Mony golpeó entonces ese culazo que se meneaba y cuyos labios del coño vomitaban y engullían rápidamente la cadavérica columna. Su verga recuperó pronto su primitiva rigidez y, colocándose detrás de la enfermera que estaba gozando, la enculó como un poseso.

Seguidamente, arreglaron sus ropas. Trajeron a un bello joven cuyos brazos y piernas habían sido arrancadas por la metralla. Ese tronco humano poseía todavía un hermoso miembro cuya firmeza era ideal. La enfermera, inmediatamente que quedó sola con Mony, se sentó sobre la verga del tronco que agonizaba y, durante esta desmelenada cabalgada, chupó el miembro de Mony, que descargó rápidamente como un carmelita. El hombre-tronco no estaba muerto; sangraba copiosamente por los muñones de los cuatro miembros. La ávida mujer le mamó la verga y le hizo morir bajo la horrible caricia.
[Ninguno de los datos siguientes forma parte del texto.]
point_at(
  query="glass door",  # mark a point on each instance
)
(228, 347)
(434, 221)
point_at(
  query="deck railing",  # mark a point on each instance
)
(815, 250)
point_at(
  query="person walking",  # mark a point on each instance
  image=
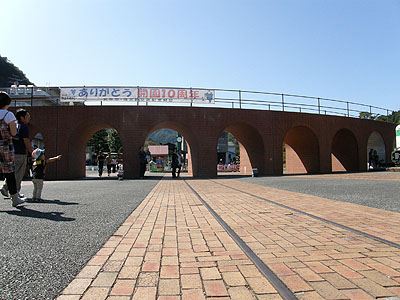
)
(100, 161)
(8, 128)
(109, 163)
(22, 145)
(39, 170)
(176, 164)
(142, 162)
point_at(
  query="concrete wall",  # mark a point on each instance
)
(314, 143)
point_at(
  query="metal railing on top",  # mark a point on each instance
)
(224, 98)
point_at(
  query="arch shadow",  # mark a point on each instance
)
(190, 138)
(251, 146)
(344, 151)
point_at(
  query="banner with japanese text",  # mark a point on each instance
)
(175, 95)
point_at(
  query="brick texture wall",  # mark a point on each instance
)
(314, 143)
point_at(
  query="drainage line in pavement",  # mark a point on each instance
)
(273, 279)
(318, 218)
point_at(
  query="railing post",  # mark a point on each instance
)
(191, 97)
(32, 96)
(137, 98)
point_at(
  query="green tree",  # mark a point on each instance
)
(10, 74)
(114, 141)
(99, 141)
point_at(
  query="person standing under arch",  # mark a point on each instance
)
(22, 145)
(8, 128)
(100, 161)
(142, 162)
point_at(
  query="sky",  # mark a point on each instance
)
(339, 49)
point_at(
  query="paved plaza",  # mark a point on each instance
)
(293, 237)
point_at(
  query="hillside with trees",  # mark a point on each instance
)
(10, 74)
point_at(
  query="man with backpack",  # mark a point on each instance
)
(22, 145)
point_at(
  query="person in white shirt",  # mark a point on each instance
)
(8, 129)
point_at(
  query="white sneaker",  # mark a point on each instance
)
(16, 200)
(4, 192)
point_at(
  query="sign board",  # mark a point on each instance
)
(174, 95)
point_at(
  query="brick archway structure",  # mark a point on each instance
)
(344, 151)
(302, 151)
(66, 130)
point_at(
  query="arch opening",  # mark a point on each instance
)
(300, 151)
(228, 155)
(376, 151)
(104, 154)
(249, 149)
(166, 151)
(344, 153)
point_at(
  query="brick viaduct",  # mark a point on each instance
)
(314, 143)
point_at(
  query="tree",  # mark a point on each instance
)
(114, 141)
(99, 141)
(10, 74)
(394, 117)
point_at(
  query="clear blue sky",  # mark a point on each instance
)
(342, 49)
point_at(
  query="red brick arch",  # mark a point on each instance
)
(77, 143)
(188, 135)
(66, 130)
(251, 146)
(345, 151)
(302, 151)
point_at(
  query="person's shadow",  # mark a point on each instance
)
(55, 201)
(30, 213)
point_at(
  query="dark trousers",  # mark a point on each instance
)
(11, 182)
(101, 169)
(174, 175)
(142, 169)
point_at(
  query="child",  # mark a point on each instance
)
(39, 169)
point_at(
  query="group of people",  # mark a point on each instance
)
(110, 162)
(144, 158)
(15, 147)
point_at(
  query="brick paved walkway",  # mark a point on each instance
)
(358, 176)
(171, 247)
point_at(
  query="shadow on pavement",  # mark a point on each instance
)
(55, 201)
(30, 213)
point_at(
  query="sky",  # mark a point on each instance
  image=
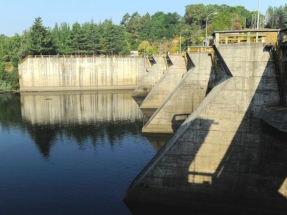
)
(19, 15)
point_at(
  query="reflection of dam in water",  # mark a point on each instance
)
(79, 107)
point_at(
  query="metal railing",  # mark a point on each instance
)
(265, 36)
(78, 56)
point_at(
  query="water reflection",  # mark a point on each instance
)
(90, 178)
(80, 116)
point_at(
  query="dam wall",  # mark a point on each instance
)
(172, 76)
(84, 107)
(54, 73)
(189, 93)
(151, 78)
(223, 158)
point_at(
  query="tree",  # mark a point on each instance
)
(40, 39)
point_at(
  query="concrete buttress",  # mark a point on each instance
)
(165, 85)
(223, 158)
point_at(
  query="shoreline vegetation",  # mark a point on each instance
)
(146, 34)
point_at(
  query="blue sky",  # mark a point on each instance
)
(18, 15)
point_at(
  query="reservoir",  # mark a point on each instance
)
(70, 152)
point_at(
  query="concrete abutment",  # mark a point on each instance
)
(222, 158)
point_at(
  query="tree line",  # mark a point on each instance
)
(146, 33)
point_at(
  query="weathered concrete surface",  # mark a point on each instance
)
(275, 116)
(49, 108)
(222, 159)
(165, 85)
(80, 73)
(186, 96)
(151, 78)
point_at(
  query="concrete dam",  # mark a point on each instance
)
(62, 73)
(224, 107)
(223, 155)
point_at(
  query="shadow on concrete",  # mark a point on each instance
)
(250, 177)
(157, 140)
(177, 120)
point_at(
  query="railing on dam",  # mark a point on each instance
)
(266, 36)
(78, 56)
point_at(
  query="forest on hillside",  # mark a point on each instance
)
(147, 34)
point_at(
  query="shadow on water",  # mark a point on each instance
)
(215, 169)
(78, 116)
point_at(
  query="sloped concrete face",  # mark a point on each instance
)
(151, 78)
(222, 159)
(165, 85)
(186, 96)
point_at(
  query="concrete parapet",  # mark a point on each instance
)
(222, 159)
(165, 85)
(190, 91)
(151, 78)
(80, 73)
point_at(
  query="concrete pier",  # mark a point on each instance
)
(222, 158)
(158, 66)
(189, 92)
(166, 84)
El esperma que resultó de esta chupada, ella se lo confesó a Mony, estaba casi frío, y ella parecía tan excitada que Mony, que se sentía agotado, le rogó que se desabrochara. Le chupó los pechos, luego ella se arrodilló y trató de reanimar la verga principesca masturbándola entre sus senos.
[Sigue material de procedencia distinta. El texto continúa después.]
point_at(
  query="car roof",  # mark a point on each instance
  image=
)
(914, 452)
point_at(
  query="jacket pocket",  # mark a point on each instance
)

—¡Desgraciada! —exclamó Mony—, mujer cruel a quien Dios ha encomendado la misión de rematar a los heridos, ¿quién eres tú? ¿quién eres tú?

—Soy —dijo— la hija de Juan Morneski, el príncipe revolucionario que el infame Gurko envió a morir a Tobolsk.

Para vengarme y para vengar a Polonia, mi patria, remato a los soldados rusos. Quisiera matar a Kuropatkin y deseo el fin de los Romanoff.

Mi hermano, que es también mi amante, y que me desvirgó en Varsovia durante un pogrom, por miedo de que mi virginidad no fuera presa de un cosaco, comparte los mismos sentimientos que yo. Ha extraviado el regimiento que manda y ha ido a ahogarlo al lago Baikal. Me había comunicado sus intenciones antes de su marcha.

Es así como nosotros, polacos, nos vengamos de la tiranía moscovita.

Estos afanes patrióticos han afectado mis sentidos, y mis pasiones más nobles se han doblegado ante las de la crueldad. Soy cruel, mira, como Temerlán, Atila e Iván el Terrible. Antes era tan piadosa como una santa. Hoy, Mesalina y Catalina a mi lado no serían más que tiernas ovejitas.

Mony no dejó de estremecerse al oír la declaración de esta puta exquisita. Quiso lamerle el culo en honor de Polonia a cualquier precio, y le contó cómo había participado indirectamente en la conspiración que costó la vida en Belgrado a Alejandro Obrenovitch.

Ella le escuchó con admiración.

—Ojalá pueda ver un día —exclamó— al Zar defenestrado.

Mony, que era un oficial leal, protestó contra esta defenestración y manifestó su acatamiento a la legítima autocracia: “Os admiro —dijo a la polaca— pero si fuera el Zar, destruiría en bloque a todos los polacos. Esos borrachínes ineptos no paran de fabricar bombas y hacen inhabitable el planeta. Incluso en París, esos sádicos personajes, que aparecen tanto en la Audiencia como en la
Salpétriére
, turban la existencia de los pacíficos ciudadanos.

—Es cierto —dijo la polaca— que mis compatriotas son gente de pocas bromas, pero que les devuelvan su patria, que les dejen hablar su idioma, y Polonia volverá a ser el país del honor caballeresco, del lujo y de las mujeres bonitas.